Cape Town — Chinese and Indian trade and investment in Africa would underpin the continent's emergence from the global financial crisis, but its longer-term salvation would come from regional economic integration, National Planning Minister in the Presidency Trevor Manuel said yesterday.

Africa would also gain from greater participation in world forums such as the Group of 20 (G-20) emerging and industrialised economies, he told delegates attending the Standard Bank Africa Forum.

The attempt to uplift the continent through the New Partnership for Africa's Development (Nepad) had stagnated, he said. This was because there had been insufficient investment flows to deal with the challenges, including unlocking Africa's agricultural potential. Also, commitments to double overseas development aid had not been kept and "the change of personalities amongst the key players who initiated Nepad also saw some dimming of the lights".

"It has decelerated for now, but Africa's participation in the G-20 will certainly bring this alive again. As Africans, we have to continue to push for improved participation," he said.

Many African countries were, however, well positioned to return to higher growth to feed China's insatiable demand for commodities.
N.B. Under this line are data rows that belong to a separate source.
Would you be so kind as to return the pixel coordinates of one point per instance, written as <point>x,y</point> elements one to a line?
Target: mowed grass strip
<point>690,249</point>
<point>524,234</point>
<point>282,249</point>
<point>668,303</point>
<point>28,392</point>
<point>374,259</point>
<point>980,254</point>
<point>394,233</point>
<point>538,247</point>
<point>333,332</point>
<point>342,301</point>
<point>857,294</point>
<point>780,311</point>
China now accounted for 58% of African exports while India's involvement with Africa had also deepened, with trade already having increased a huge 1000% over the past decade.

"There is no doubt that India views Africa as a major economic and diplomatic priority, not only to secure energy assets but to grow key sectors in Africa in order to boost bilateral trade. For India, the more advanced African economies are the greater bilateral trade prospects," Manuel said.
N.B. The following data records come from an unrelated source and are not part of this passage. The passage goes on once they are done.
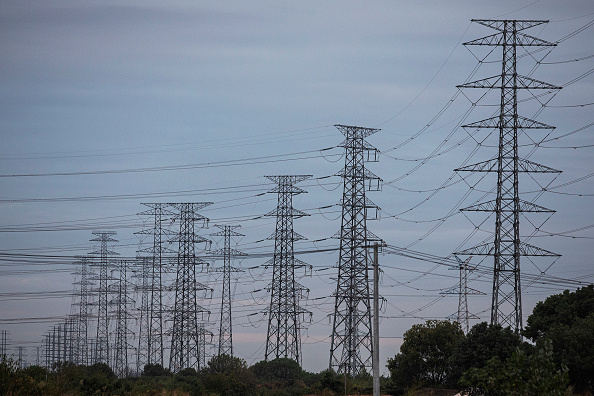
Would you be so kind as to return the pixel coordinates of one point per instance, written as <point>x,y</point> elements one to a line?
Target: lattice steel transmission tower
<point>102,339</point>
<point>3,343</point>
<point>227,254</point>
<point>188,333</point>
<point>507,248</point>
<point>81,344</point>
<point>463,316</point>
<point>351,343</point>
<point>283,338</point>
<point>143,286</point>
<point>160,253</point>
<point>121,301</point>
SA -- one of India's largest trading partners in Africa -- had benefited by the investment of 150m by 35 Indian companies since the end of apartheid, with a further 500m planned.

"The largest clamour is for greater equity -- between countries and peoples. In particular, the clamour is for equity between the financial and the productive economies.... The seismic shift will come when we can reconstruct investment finance at the service of productive enterprise, " Manuel said.